Le temps du Carême, c’est le temps où nous avons à travailler à notre libération et à notre unification.
On dit d’un homme sous l’emprise du diable, qu’il est « possédé ».
Eh bien, le Carême, c’est le temps de la dépossession où nous avons à couper, élaguer, émonder toutes ces chaînes qui nous empêchent de faire en nous l’unité.

Nous voici invités par l’Esprit à purifier notre désir :
- Qu’est-ce que je veux vraiment faire de ma vie ?
- Qu’est-ce qui est vraiment essentiel pour moi ?
- Qu’est-ce qui entrave ma marche vers cet essentiel ?
- Que me faut-il changer pour répondre mieux, plus fort, plus vrai, à l’appel de l’Évangile ?

L’appel du désert est en fait un triple appel :

D’abord appel à la solitude. Impossible de mener un fécond discernement spirituel si nous ne prenons pas régulièrement des temps de solitude. Des moments où nous abandonnons notre personnage social, où nous ne nous définissons plus par notre métier, nos engagements, notre CV… Un temps où nous nous confrontons à la nudité de notre être.

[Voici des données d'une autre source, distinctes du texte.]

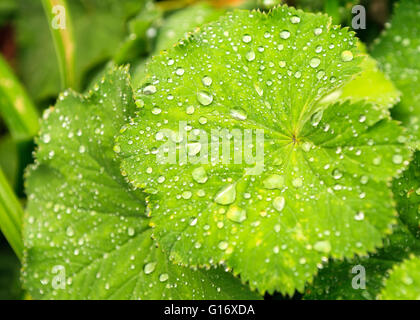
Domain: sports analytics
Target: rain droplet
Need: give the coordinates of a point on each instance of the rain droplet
(223, 245)
(337, 174)
(205, 98)
(150, 89)
(397, 159)
(199, 175)
(297, 182)
(246, 38)
(149, 267)
(316, 118)
(285, 34)
(295, 19)
(347, 56)
(163, 277)
(250, 55)
(239, 114)
(323, 246)
(236, 214)
(278, 203)
(359, 216)
(226, 195)
(315, 62)
(317, 31)
(207, 81)
(274, 181)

Le désert du Carême nous invite à cette solitude qui nous permettra, au sens fort de l’expression de « nous retrouver », de nous trouver à nouveau. Alors nous pourrons découvrir que cette solitude est « habitée ». Qu’en fait, nous ne sommes pas seul, mais sous le regard de la Divine Présence et que seul, ce regard de Dieu peut nous offrir notre identité véritable.
Le désert est aussi appel au silence. Impossible d’entrer en secret dialogue avec nous-même, impossible d’entendre, en nous, les murmures de l’Esprit, si nous ne plongeons par régulièrement dans le silence. Il nous faut rompre chaque jour avec le bruit du quotidien, refermer un instant la porte sur le vacarme trépidant de notre « modernité », fermer le poste, couper le wifi permanent de nos préoccupations, pour laisser Dieu nous parler à l’oreille du cœur. Car Dieu ne parle que si nous commençons par nous taire devant Lui.« Se taire, disait Madeleine Delbrêl, ce n’est pas ne rien dire, c’est mettre toutes les puissances de son âme à écouter… »

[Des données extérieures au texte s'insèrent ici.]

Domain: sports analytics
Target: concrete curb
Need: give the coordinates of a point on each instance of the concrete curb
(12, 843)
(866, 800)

Le désert est enfin appel à la faim et à la soif.  Impossible de laisser se creuser en nous la faim de Dieu, si nous sommes sans cesse comblés et repus par cette consommation frénétique dont le Pape François dit dans son encyclique combien elle nous conduit droit dans le mur. Comme dit la chanson de Souchon : « On nous fait croire, que le bonheur c’est d’avoir, de l’avoir plein nos armoires, dérisions de nous, dérisoires… » Oui, frères et sœurs, le désert du Carême est aussi appel à la dépossession, à la sobriété bienheureuse sans laquelle ne renaîtra pas en nous la faim d’avoir faim du seul pain qui rassasie et met en route vers toutes les faims et les urgences humaines.
A l’entrée du Carême, saint Bernard ne formulait qu’un vœu à ses moines : « Retrouvez la joie du désir spirituel ».
Je vous souhaite, je nous souhaite de nous laisser envahir par cette joie !  Entrons dans ce temps du désir qu’est le désert du Carême avec comme horizon de laisser l’Esprit unifier notre cœur. Et d’y semer la miséricorde.
Laissons Dieu devenir Dieu en nous.
Alors le monde, autour de nous, se réchauffera.